Capitalism in space: In a letter sent to the FCC, SpaceX has revealed that it has revised its plans for launching the second generation of Starlink satellites, and has decided to launch them with both Falcon 9 and Starship rockets.
SpaceX has decided to use a mix of Falcon 9 and Starship rockets to launch the 30,000 satellites in its proposed second-generation Starlink broadband constellation. Launching some of the satellites with SpaceX’s “tested and dependable Falcon 9” will accelerate the constellation’s deployment to improve Starlink services. SpaceX director of satellite policy David Goldman wrote in an Aug. 19 letter to the Federal Communications Commission. Goldman did not say when SpaceX could start launching the second-generation constellation, which remains subject to FCC approval.

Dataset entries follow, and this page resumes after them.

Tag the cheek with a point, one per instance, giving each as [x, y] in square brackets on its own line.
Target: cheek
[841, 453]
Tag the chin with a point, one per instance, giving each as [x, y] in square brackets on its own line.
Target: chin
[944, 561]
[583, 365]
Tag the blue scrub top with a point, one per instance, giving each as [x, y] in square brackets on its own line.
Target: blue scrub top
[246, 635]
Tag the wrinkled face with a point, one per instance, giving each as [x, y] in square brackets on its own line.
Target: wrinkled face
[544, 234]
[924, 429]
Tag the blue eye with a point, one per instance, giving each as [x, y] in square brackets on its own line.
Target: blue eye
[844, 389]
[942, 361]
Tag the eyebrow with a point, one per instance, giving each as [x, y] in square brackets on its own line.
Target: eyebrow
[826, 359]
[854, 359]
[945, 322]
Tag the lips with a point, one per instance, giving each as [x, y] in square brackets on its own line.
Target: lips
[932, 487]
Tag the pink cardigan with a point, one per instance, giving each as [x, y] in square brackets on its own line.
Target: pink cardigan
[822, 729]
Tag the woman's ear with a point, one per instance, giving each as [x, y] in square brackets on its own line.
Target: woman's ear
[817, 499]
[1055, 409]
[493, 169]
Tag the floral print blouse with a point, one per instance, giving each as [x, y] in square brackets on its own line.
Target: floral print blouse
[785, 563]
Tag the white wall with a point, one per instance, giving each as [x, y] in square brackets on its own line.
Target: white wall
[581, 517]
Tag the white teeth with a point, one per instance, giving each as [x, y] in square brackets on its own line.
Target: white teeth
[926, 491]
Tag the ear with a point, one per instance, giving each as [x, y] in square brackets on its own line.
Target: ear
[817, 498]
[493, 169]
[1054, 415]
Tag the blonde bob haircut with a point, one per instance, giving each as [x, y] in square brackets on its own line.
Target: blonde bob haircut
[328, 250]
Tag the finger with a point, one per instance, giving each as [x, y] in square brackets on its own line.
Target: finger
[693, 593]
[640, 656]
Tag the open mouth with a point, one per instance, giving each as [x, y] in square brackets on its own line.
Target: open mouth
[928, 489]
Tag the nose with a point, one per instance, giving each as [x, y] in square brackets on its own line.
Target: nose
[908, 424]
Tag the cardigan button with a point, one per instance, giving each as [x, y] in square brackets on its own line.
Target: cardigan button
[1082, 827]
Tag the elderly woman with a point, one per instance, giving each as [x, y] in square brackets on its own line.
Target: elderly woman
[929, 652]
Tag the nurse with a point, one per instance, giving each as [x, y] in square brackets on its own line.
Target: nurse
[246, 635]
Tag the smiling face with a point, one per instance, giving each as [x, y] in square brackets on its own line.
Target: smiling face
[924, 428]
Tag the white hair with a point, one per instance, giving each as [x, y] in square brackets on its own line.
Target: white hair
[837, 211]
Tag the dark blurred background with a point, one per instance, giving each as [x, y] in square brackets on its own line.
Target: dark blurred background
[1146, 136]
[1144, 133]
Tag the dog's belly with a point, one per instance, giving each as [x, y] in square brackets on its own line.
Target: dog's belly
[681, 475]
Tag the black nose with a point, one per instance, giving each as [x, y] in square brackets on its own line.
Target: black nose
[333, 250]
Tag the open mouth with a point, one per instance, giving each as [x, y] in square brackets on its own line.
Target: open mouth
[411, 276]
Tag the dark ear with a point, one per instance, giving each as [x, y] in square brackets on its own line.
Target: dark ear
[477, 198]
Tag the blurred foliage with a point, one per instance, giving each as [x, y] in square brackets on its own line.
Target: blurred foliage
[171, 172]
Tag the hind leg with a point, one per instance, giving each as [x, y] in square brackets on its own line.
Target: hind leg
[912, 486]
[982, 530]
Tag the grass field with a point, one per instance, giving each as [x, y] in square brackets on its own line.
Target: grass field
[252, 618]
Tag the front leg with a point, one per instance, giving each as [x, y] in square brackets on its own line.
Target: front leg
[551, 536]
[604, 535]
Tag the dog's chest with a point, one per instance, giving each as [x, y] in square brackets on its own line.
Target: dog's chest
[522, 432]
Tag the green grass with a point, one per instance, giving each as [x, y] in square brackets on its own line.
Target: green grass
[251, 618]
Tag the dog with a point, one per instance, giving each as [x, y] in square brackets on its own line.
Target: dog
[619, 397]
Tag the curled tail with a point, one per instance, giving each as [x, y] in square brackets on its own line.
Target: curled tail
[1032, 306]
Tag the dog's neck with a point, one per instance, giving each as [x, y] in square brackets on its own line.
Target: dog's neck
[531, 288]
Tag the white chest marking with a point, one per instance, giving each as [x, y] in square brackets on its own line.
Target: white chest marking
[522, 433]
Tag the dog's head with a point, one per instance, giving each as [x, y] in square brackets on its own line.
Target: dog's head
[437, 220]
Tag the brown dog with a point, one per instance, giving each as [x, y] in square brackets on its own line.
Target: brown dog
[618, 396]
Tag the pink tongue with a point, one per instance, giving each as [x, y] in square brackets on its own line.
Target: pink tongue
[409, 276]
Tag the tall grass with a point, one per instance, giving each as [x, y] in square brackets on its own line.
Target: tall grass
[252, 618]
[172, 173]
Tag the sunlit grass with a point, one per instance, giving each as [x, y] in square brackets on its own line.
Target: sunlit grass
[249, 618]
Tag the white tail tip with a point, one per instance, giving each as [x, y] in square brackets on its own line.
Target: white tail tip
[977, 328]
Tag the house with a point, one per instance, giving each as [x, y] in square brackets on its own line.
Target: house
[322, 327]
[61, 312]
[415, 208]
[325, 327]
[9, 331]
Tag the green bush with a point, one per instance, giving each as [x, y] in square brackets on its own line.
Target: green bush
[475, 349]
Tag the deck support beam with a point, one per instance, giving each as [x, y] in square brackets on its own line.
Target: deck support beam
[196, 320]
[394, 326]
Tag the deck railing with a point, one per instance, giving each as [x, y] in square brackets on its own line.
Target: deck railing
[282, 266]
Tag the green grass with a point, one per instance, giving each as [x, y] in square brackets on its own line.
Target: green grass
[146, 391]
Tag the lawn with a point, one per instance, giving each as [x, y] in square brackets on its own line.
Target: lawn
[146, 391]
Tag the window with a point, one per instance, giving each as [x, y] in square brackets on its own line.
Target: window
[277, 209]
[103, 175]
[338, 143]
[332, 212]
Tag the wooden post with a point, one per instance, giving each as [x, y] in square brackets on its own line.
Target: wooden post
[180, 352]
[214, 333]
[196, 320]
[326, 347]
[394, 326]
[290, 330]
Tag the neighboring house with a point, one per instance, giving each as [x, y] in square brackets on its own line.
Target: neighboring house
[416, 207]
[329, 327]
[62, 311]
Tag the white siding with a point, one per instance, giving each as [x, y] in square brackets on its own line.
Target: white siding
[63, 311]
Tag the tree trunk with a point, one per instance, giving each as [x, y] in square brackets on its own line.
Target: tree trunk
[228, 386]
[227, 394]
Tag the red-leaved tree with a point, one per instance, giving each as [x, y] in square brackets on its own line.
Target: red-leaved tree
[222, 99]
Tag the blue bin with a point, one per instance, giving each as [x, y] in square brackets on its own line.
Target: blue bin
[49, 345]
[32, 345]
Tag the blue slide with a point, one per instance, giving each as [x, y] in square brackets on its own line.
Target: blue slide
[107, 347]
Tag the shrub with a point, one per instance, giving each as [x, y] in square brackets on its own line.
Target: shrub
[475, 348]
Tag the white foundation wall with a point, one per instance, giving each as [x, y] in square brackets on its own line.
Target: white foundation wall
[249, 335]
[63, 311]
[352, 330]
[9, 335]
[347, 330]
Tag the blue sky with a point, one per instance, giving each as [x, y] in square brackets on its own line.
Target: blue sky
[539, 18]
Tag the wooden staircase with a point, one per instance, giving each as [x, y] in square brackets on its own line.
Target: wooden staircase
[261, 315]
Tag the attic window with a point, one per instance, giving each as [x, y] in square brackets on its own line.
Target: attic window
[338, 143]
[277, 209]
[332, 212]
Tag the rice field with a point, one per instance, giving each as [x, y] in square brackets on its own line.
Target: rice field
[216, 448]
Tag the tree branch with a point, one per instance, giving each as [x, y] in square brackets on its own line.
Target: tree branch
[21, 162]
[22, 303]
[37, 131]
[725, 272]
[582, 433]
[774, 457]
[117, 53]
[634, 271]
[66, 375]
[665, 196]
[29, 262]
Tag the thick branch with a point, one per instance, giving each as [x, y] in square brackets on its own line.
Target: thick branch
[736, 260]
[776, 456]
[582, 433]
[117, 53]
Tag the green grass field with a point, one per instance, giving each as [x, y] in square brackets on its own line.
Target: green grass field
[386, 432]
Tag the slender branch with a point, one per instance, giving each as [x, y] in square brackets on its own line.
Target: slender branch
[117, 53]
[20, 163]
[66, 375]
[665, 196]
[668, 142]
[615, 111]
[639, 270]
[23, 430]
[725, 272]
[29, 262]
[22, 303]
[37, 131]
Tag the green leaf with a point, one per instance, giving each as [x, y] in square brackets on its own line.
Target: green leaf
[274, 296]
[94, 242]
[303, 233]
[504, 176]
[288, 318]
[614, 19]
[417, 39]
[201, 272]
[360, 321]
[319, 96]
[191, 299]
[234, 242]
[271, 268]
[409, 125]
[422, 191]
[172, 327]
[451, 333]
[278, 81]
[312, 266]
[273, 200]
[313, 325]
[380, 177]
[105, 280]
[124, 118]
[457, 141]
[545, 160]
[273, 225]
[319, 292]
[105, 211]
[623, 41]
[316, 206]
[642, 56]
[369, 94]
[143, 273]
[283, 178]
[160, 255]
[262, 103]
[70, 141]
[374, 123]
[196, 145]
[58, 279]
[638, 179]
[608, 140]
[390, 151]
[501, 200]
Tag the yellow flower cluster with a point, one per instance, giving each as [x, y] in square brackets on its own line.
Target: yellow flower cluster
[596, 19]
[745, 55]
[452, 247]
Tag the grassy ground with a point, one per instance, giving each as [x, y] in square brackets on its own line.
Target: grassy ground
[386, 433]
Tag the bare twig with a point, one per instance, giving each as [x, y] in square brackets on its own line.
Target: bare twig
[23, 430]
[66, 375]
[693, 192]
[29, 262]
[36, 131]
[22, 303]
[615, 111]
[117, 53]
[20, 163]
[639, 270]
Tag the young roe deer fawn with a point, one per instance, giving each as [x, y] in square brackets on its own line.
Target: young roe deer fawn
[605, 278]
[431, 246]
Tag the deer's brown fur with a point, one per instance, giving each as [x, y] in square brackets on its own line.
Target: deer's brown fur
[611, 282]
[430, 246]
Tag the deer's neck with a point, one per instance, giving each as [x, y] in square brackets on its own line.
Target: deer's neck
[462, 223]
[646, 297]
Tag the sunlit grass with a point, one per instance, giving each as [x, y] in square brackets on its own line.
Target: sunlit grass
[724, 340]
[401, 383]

Previously the company’s plan had been to use Starship only, essentially retiring Falcon 9 once Starship was flying. This change could be for two fundamental reasons. First, the company has been launching Starlinks on Falcon 9 like clockwork this year, at a pace that could launch as many as 2,500 Starlink satellites in 2022 alone. With about 70% of that rocket reusable, it might now seem cost effective to continue to use it, even after Starship is flying.
The second reason is more worrisome, and has to do with Starship itself. SpaceX officials might now realize that the delays being imposed by the federal regulatory leviathan on Starship development might be significant enough that it won’t be ready when they need it for the full deployment of Starlink’s second generation constellation. If the FCC approves that deployment (an approval that is presently pending), SpaceX will have to launch at least half the full constellation of 30,000 satellites by around 2024 (thought that date might have been revised slightly).
It now might be necessary to use Falcon 9, because the federal government under Biden is standing in the way of Starship development.
Of course, it is possible that the engineering challenge of building Starship might be another reason. SpaceX might have realized that the rocket will be delayed anyway, and thus needs Falcon 9 to meet its timetable as promised to the FCC.